O fotógrafo Marcelo Carvalho, de 52 anos, morreu no último dia 22 de fevereiro, após complicações causadas pela dengue. Descrito por amigos e familiares como uma pessoa carinhosa, respeitosa e generosa, ele era conhecido pelo “coração enorme” e por estar sempre disposto a ajudar quem precisasse.

Morador de Goiânia, Marcelo era casado há 20 anos e pai de um jovem de 18 anos.
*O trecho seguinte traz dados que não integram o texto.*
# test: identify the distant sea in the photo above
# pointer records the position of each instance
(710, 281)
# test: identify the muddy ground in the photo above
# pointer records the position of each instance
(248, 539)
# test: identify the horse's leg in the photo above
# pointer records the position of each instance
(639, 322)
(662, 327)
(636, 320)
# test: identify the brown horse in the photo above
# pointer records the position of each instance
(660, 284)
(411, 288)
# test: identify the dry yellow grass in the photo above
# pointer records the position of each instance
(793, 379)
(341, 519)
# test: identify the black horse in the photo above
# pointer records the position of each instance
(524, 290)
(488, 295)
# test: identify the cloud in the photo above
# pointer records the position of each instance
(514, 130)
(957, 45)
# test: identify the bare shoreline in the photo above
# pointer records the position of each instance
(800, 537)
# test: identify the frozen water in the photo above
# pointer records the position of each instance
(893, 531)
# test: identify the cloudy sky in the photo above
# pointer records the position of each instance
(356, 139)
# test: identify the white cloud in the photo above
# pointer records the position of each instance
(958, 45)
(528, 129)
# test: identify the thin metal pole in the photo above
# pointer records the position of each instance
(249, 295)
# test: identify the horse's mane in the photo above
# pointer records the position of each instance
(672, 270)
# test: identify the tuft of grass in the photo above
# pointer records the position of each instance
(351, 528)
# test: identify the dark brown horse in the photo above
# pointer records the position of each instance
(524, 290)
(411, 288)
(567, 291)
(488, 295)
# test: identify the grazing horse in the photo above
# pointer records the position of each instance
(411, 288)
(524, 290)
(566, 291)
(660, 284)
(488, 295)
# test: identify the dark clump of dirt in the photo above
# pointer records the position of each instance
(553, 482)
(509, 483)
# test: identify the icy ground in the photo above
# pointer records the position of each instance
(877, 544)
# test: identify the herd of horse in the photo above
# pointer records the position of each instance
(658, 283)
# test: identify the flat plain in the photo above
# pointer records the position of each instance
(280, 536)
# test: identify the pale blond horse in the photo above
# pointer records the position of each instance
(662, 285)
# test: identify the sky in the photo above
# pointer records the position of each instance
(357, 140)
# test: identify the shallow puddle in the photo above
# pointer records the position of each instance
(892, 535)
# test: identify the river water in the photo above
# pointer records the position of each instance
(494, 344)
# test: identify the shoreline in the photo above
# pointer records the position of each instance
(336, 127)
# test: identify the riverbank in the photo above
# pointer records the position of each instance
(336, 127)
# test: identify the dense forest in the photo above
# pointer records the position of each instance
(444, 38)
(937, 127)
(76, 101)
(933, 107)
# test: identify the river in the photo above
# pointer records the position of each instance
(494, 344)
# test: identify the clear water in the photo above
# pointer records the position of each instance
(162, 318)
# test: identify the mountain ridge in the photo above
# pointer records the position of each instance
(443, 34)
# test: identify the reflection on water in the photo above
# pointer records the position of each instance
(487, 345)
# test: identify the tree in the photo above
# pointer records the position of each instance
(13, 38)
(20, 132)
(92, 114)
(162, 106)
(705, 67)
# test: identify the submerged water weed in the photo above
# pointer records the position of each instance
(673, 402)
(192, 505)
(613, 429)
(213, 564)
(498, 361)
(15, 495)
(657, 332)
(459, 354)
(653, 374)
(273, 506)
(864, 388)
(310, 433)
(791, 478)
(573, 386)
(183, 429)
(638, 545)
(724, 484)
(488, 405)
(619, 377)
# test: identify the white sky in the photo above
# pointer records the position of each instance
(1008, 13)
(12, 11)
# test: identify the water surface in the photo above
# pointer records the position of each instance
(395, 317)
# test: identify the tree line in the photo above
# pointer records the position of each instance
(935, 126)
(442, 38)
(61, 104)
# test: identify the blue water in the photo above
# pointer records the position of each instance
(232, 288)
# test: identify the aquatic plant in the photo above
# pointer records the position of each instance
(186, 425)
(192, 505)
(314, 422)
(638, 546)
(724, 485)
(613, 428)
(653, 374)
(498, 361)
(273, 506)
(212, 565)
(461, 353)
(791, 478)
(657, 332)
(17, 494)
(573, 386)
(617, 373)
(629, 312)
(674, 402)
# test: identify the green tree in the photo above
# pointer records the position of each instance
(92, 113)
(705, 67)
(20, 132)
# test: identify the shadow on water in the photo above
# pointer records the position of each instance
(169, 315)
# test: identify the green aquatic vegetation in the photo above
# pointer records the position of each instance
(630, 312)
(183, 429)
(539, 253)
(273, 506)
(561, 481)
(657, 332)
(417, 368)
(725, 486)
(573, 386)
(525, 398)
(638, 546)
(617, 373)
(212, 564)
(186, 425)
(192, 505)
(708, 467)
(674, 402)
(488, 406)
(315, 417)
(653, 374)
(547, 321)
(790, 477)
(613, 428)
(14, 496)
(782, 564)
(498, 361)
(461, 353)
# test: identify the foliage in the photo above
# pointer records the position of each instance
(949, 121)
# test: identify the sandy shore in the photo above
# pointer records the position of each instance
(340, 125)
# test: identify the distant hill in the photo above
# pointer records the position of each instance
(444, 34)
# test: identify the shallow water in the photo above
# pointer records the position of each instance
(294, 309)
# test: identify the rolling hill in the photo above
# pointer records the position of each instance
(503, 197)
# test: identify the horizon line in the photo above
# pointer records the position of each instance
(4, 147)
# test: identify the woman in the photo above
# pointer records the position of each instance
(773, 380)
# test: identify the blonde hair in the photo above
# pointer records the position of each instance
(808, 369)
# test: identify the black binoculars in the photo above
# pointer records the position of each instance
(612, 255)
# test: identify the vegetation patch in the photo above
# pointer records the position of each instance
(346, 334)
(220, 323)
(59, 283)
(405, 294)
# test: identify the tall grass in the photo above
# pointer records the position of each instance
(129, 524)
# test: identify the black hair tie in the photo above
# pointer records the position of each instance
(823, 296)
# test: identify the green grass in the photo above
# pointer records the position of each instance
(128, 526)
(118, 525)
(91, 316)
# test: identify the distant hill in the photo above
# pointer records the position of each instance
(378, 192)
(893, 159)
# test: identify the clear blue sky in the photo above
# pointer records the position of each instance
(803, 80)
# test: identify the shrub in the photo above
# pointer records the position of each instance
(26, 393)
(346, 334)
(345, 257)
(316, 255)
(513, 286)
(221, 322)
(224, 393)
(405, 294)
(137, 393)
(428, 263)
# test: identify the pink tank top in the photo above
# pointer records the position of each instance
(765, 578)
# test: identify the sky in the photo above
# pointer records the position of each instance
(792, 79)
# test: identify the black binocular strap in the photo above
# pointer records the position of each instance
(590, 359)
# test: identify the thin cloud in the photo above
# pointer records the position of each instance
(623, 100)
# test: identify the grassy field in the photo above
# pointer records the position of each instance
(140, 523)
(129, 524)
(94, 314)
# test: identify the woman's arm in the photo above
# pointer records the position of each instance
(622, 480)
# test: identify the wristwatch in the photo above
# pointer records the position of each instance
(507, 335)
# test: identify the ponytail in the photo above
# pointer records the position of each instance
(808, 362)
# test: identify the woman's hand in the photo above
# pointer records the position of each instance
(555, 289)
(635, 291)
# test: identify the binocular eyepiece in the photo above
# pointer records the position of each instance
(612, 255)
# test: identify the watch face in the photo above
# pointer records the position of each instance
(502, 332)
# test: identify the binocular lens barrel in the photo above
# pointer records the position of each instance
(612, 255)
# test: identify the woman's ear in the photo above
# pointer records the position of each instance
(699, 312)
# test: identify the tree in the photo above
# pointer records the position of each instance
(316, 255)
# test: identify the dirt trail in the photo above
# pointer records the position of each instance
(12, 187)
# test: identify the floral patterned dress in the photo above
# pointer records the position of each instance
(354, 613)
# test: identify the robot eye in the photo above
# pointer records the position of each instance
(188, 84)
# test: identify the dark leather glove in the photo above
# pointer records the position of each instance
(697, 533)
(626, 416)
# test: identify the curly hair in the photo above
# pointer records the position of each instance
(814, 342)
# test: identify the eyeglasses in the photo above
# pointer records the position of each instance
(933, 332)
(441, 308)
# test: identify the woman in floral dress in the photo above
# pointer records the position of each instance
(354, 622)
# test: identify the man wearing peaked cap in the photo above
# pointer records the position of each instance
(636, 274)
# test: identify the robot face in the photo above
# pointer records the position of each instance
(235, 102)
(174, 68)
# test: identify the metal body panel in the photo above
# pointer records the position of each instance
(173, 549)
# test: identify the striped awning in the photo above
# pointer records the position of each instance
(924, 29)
A esposa, Lillian Flávia, enfermeira aposentada da Secretaria Municipal de Saúde (SMS), contou ao Mais Goiás que o casal se conheceu em 2005 e construiu uma relação marcada por cumplicidade, companheirismo e dedicação.

Durante a semana, Marcelo trabalhava com carteira assinada como vendedor de carros e, aos finais de semana, fotografava corridas de rua e eventos. A paixão pela fotografia surgiu durante a faculdade de Administração, que ele não chegou a concluir. Para se aperfeiçoar na área, Marcelo fez alguns cursos, explicou a esposa.

“O Marcelo trabalhava muito e, mesmo assim, cuidava da família. Ele era o provedor. Foram pessoas no velório dele que eu nem conhecia e que fizeram questão de elogiar meu marido”, contou a esposa, Lillian.

Segundo ela, o fotógrafo mantinha as duas atividades profissionais porque gostava das duas áreas e se dedicava intensamente ao trabalho para proporcionar o melhor para a família.

Diagnóstico de dengue

Os primeiros sintomas da dengue surgiram na segunda-feira de Carnaval, com febre e dores no corpo. O casal procurou atendimento médico na quarta-feira, quando exames confirmaram a doença. Mesmo com queda nas plaquetas, Marcelo foi liberado. No dia seguinte, após piora no quadro, ele retornou ao hospital e acabou sendo internado.

Durante a investigação médica, exames também apontaram apendicite, o que levou à realização de uma cirurgia de urgência. Após o procedimento, Marcelo foi encaminhado à Unidade de Terapia Intensiva (UTI), mas apresentou complicações respiratórias e faleceu na madrugada do dia 22.

Família e sonhos

Marcelo era o mais velho de três irmãos e mantinha uma relação próxima com a irmã, Milena Carvalho. Segundo ela, os dois conversavam todos os dias e tinham uma conexão marcada por companheirismo e proteção. “Ele era o melhor irmão do mundo. Era eu e ele contra o mundo”, afirmou.

Milena também lembra que o irmão esteve presente em momentos importantes de sua juventude. “Foi o Marcelo que me levou para festas, teve ciúmes quando comecei a namorar”, relembra. Ela conta que os dois tinham planos de se encontrar e fazer passeios em família, já que não se viam com tanta frequência devido à rotina.

De acordo com Lillian, o casal compartilhava o sonho de viajar pelo mundo. Com o filho já na faculdade, os dois planejavam começar pela América do Sul, em uma viagem que iria do Ushuaia, no extremo sul da Argentina, até o Peru. “Ele deixou um filho, uma esposa e uma família que ele tanto amou e que tanto o ama, além de um legado e alguns sonhos.”